Friday 22nd November 2024,
The Hoop Doctors

Knicks Head Coach Jeff Hornacek Criticizes New York’s Energy Levels in Lopsided Loss to Blazers

Jeff Hornacek

New York Knicks head coach Jeff Hornacek could be content with his team’s .500 start. Few people expected them to contend for 25-plus victories this season, even while factoring in a leap from Kristaps Porzingis. That they’re almost halfway there less than 20 games into the season, with a puncher’s chance of sticking in the Eastern Conference’s playoff picture, could be seen as a big-time win.

But not to him.

The Knicks have no dropped three straight after their 103-91 loss to the Portland Trail Blazers on Monday night. The most troubling aspect aside from the result: the team’s energy. The Knicks looked flat, as they have so many times before this year. The difference this time was they were playing at home, where they’ve been largely spectacular, posting a 9-4 record.

Madison Square Garden has been their safe haven. To see them struggle there and let the game get out of hand on multiple occasions really makes you question whether they’re actually better than most thought or just another early-season flash in the pan.

Perhaps sensing a turn for the worst, Hornacek called out the team’s effort, per ESPN.com’s Ian Begley:

Jeff Hornacek said NYK was ‘low energy’ in loss to POR: “We’re not the team that can just come out there and think we’re just going to play and try to step it up later. We’ve got to do it from the tip off. I thought our energy was not good enough in the first three quarters.”

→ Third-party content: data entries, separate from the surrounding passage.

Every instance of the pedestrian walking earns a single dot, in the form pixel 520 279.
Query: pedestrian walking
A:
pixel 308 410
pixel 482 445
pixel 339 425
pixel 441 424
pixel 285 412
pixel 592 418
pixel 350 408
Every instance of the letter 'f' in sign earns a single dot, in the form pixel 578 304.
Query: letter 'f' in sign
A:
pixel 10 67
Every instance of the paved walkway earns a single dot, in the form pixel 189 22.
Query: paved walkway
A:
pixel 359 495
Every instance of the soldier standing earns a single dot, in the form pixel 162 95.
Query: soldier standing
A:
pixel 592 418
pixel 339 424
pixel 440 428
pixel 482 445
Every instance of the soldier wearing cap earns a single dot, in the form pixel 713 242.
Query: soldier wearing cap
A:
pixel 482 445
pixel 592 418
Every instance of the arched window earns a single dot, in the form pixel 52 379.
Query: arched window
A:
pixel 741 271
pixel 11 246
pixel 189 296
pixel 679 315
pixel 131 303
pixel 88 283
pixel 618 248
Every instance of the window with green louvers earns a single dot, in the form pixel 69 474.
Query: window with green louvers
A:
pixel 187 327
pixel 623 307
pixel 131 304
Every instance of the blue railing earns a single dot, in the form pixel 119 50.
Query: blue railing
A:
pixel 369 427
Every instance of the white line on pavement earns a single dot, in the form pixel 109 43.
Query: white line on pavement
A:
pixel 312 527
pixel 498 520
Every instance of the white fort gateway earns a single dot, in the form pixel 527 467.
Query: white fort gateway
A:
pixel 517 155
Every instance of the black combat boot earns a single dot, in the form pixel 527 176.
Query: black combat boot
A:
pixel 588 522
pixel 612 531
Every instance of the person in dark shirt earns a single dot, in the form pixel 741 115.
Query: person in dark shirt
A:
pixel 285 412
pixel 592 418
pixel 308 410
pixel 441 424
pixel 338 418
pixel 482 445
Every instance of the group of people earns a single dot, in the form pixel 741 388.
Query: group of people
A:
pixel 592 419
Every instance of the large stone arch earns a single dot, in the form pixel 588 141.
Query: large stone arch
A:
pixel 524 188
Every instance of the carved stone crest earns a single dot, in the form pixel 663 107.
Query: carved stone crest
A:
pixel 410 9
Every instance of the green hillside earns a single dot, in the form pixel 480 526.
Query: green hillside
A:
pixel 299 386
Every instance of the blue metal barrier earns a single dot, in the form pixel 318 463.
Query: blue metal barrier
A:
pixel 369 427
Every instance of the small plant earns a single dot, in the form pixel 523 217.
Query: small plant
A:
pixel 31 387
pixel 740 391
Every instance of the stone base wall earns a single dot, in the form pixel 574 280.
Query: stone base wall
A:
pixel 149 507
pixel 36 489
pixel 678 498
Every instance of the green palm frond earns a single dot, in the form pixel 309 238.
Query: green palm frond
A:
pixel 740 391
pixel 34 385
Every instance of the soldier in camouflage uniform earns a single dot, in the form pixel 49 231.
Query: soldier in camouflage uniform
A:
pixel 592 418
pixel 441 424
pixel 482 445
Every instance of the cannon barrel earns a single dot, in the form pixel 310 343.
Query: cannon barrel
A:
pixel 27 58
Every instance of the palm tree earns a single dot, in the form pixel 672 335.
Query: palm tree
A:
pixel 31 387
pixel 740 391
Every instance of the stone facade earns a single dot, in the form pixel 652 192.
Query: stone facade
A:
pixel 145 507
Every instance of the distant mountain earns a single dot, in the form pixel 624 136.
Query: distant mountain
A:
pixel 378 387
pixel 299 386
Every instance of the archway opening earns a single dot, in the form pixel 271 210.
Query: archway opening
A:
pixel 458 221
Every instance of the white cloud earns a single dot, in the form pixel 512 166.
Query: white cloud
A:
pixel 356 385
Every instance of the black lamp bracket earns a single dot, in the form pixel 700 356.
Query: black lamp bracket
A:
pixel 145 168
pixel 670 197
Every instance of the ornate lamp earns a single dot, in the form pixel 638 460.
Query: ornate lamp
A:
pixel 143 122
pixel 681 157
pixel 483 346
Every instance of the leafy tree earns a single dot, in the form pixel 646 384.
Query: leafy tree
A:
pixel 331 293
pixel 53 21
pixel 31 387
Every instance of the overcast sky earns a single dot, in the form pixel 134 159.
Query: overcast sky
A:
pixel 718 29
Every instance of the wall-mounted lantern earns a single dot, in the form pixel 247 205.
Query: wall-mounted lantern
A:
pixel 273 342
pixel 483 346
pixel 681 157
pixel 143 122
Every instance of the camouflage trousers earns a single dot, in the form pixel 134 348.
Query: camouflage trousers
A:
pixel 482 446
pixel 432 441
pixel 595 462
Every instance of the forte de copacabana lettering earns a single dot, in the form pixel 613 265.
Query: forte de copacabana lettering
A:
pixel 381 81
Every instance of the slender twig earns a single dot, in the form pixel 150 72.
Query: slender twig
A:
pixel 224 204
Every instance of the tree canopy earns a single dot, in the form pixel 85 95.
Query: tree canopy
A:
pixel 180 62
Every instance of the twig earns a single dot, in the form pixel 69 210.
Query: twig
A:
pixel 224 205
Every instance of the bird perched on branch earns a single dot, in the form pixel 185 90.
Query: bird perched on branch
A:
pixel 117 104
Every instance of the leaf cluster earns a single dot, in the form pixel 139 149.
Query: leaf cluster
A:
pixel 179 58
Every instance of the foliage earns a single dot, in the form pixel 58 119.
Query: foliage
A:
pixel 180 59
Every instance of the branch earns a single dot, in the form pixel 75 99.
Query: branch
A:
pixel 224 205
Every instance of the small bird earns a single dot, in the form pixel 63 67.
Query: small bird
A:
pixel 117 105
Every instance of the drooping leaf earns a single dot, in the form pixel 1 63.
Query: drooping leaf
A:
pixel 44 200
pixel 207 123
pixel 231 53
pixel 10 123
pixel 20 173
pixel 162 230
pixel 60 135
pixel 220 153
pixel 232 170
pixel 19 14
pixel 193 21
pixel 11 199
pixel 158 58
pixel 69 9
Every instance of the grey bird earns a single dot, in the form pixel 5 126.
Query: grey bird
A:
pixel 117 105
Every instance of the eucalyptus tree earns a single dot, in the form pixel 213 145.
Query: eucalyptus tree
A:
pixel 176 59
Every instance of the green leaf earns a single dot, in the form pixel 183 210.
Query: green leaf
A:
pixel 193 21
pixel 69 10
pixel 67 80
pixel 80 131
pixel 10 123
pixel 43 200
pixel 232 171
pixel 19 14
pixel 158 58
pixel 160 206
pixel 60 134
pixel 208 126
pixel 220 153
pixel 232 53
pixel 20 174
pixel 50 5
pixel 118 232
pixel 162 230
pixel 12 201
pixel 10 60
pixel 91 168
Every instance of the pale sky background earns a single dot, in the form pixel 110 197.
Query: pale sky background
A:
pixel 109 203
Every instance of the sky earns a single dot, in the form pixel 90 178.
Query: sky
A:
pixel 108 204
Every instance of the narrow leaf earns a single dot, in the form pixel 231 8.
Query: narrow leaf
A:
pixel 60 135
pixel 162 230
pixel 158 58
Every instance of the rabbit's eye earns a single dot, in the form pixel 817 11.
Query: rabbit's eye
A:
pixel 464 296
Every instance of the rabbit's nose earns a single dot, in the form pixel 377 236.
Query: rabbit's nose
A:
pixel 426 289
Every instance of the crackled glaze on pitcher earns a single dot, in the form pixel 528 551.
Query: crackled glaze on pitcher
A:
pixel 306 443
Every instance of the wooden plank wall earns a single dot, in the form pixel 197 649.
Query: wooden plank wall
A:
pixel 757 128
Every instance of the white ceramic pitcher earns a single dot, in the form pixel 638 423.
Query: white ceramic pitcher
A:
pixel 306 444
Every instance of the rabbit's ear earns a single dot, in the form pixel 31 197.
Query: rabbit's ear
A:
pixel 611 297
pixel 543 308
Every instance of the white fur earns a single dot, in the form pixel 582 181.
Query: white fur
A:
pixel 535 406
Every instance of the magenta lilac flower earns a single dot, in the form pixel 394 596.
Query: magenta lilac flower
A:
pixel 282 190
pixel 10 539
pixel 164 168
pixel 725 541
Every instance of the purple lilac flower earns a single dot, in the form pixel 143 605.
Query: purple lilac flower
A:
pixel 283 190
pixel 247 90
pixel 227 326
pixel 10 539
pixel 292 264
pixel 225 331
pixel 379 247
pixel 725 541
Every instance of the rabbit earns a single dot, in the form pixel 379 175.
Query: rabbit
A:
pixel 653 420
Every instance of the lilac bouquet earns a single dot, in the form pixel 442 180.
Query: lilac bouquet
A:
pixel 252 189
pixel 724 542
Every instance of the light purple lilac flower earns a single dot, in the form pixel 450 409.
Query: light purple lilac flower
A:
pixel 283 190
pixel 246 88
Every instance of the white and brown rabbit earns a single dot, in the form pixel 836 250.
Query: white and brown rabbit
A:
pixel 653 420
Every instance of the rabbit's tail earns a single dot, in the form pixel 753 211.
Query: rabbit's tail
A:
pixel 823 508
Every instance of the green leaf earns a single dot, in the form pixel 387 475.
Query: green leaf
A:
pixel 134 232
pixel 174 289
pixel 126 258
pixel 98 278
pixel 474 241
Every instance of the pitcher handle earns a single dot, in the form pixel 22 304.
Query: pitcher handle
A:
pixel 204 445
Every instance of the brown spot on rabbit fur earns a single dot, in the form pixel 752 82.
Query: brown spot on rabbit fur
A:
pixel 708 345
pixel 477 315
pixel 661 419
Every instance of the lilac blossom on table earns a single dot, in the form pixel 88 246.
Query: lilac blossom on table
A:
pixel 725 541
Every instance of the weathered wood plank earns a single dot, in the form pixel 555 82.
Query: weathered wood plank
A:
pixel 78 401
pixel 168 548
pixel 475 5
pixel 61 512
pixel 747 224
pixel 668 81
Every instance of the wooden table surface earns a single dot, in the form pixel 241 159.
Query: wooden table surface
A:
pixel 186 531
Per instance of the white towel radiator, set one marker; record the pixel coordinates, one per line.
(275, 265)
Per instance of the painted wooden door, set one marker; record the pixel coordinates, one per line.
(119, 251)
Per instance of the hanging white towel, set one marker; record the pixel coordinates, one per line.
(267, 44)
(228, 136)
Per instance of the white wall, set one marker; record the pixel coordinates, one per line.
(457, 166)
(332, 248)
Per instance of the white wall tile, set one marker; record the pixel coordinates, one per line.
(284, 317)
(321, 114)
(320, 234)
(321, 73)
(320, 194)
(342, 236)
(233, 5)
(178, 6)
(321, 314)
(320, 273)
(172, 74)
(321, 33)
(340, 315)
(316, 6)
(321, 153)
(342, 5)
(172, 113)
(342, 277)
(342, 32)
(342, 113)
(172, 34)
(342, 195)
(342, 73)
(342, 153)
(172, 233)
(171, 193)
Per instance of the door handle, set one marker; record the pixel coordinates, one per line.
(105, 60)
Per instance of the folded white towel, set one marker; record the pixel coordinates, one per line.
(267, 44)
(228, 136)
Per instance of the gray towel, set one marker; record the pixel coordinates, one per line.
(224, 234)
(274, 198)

And for what it’s worth, Enes Kanter, who has missed the past three games with back spasms, essentially echoed Hornacek’s sentiments:

Both Kanter and Hornacek are correct. The Knicks don’t have nearly enough established talent to get by on that alone. They will win games by catching teams off guard from the jump—by delivering a “Hey, yeah, we’re here” punch in the first quarter, and to start the second half.

They didn’t do that against the Blazers, who outscored them by 11.7 points per 100 possessions in that opening frame, according to NBA.com. And they haven’t fared too well to start the second half during their three-game slide; they’re being clobbered by more than 62 points per 100 possessions in third quarters, by far and away the worst mark in the NBA over this pan.

We’ll have to see whether the team takes Hornacek’s challenge to heart in advance of their tilt against the Miami Heat on Wednesday.